With Iceberg, it’s gone. When you ingest, it’s done. So it’s — again, for us, it’s massive, right? So it really, really simplifies our whole sort of data pipeline. We’ve just started on this journey with Iceberg. We have our first workload going into production next month. But over the next 12 months, as we migrate to MinIO, we’ll also be migrating to Iceberg. So I think from our perspective, you know, this is a huge, huge enabler for us, but also it simplifies our stack massively. Some of the things, you know, we’ll be looking at in the future, you know, elastic scaling potentially with Dremio on-prem, with Kubernetes, or even out onto AWS if we need, you know, proper burst. As I said — well, it’s kind of implicit, I guess.
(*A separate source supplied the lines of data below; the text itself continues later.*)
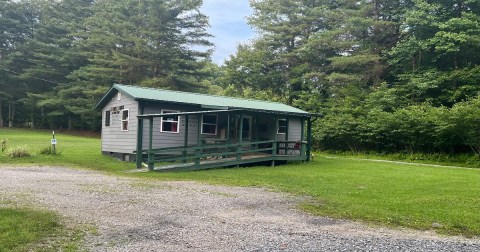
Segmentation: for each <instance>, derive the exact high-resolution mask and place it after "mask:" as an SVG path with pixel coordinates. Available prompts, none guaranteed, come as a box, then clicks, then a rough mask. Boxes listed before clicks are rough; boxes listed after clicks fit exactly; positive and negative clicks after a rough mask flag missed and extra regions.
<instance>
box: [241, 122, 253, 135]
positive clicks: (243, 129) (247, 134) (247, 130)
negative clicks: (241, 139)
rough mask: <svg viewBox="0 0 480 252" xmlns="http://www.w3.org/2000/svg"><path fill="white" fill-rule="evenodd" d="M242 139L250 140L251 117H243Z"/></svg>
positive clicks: (250, 131)
mask: <svg viewBox="0 0 480 252" xmlns="http://www.w3.org/2000/svg"><path fill="white" fill-rule="evenodd" d="M242 124H243V125H242V138H243V139H250V138H251V136H252V135H251V133H252V131H251V130H250V129H251V128H252V118H251V117H243V121H242Z"/></svg>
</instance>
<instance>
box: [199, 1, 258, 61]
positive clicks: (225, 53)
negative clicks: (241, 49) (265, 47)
mask: <svg viewBox="0 0 480 252" xmlns="http://www.w3.org/2000/svg"><path fill="white" fill-rule="evenodd" d="M201 11H202V12H203V13H204V14H206V15H207V16H208V17H209V20H210V26H211V28H210V29H209V32H210V34H212V35H213V36H214V37H213V38H211V41H212V42H213V43H214V44H215V51H214V52H213V55H212V60H213V62H215V63H217V64H219V65H221V64H223V62H224V60H226V59H228V58H229V55H231V54H233V53H235V51H236V48H237V45H238V44H239V43H242V42H246V41H248V40H250V39H252V38H253V37H254V32H253V30H252V29H251V28H250V26H248V25H247V20H246V17H247V16H249V15H250V14H251V13H252V9H251V8H250V6H249V4H248V0H203V6H202V8H201Z"/></svg>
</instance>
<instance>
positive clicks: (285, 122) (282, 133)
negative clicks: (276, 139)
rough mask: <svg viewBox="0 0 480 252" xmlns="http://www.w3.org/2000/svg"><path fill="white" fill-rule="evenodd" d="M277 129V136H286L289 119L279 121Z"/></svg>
mask: <svg viewBox="0 0 480 252" xmlns="http://www.w3.org/2000/svg"><path fill="white" fill-rule="evenodd" d="M277 123H278V127H277V134H286V133H287V119H279V120H278V122H277Z"/></svg>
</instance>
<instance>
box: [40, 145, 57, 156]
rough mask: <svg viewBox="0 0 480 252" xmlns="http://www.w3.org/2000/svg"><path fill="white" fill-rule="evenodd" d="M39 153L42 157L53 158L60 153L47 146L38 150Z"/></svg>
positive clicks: (51, 147) (45, 146)
mask: <svg viewBox="0 0 480 252" xmlns="http://www.w3.org/2000/svg"><path fill="white" fill-rule="evenodd" d="M39 153H40V154H42V155H52V156H55V155H58V154H60V153H61V152H60V151H58V150H56V149H53V146H52V145H47V146H45V147H43V148H42V149H40V151H39Z"/></svg>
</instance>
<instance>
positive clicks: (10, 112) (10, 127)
mask: <svg viewBox="0 0 480 252" xmlns="http://www.w3.org/2000/svg"><path fill="white" fill-rule="evenodd" d="M12 114H13V102H12V101H8V127H9V128H11V127H13V119H12V117H13V116H12Z"/></svg>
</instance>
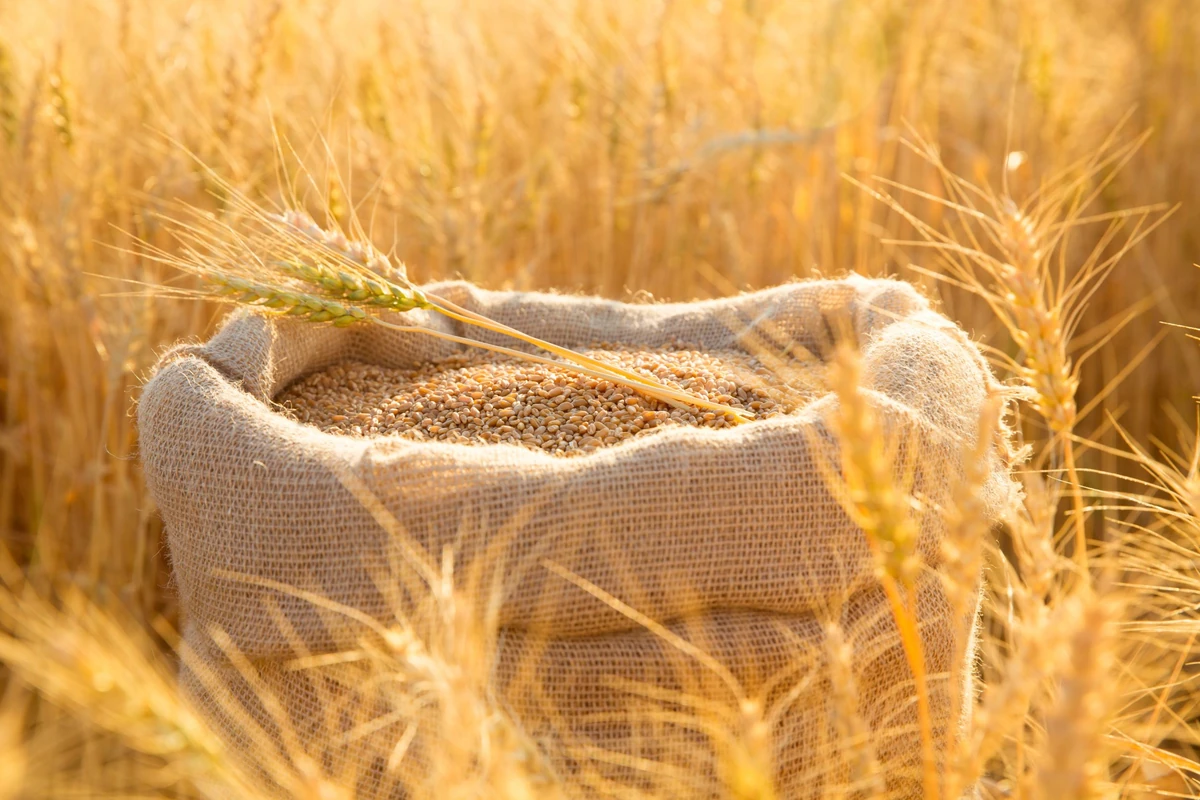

All of the hardware that will be running this on right now is spinning disk, right? Which is not maybe the natural or the first choice for MinIO, but it was very important for us from a cost perspective that we could repurpose this hardware, right? I mean, I can’t stress that enough. If we weren’t able to do that, I don’t think — I’m certain I wouldn’t be here today talking about that. So as a first step into us being able to introduce MinIO, this was key, right? And this is actually pretty complex if you think about it, because we’re in situ decommissioning Hadoop and then putting in MinIO instead on the same actual hardware. It’s like kind of running the marathon and doing open-heart surgery, right? The technical bar is pretty high, but we’re doing it from a sort of cost-constraint perspective. And because fundamentally we have the right people in place that can enable us to do this. The other thing that I’d mention here that’s important that has enabled us to be able to do this migration is our group now has ownership of the entire stack. And from that, I mean from the hardware all the way up. And that’s a key enabler for us, because otherwise we wouldn’t be able to kind of swap nodes out and in. There’s some other kind of things here, but they’re fairly self-explanatory.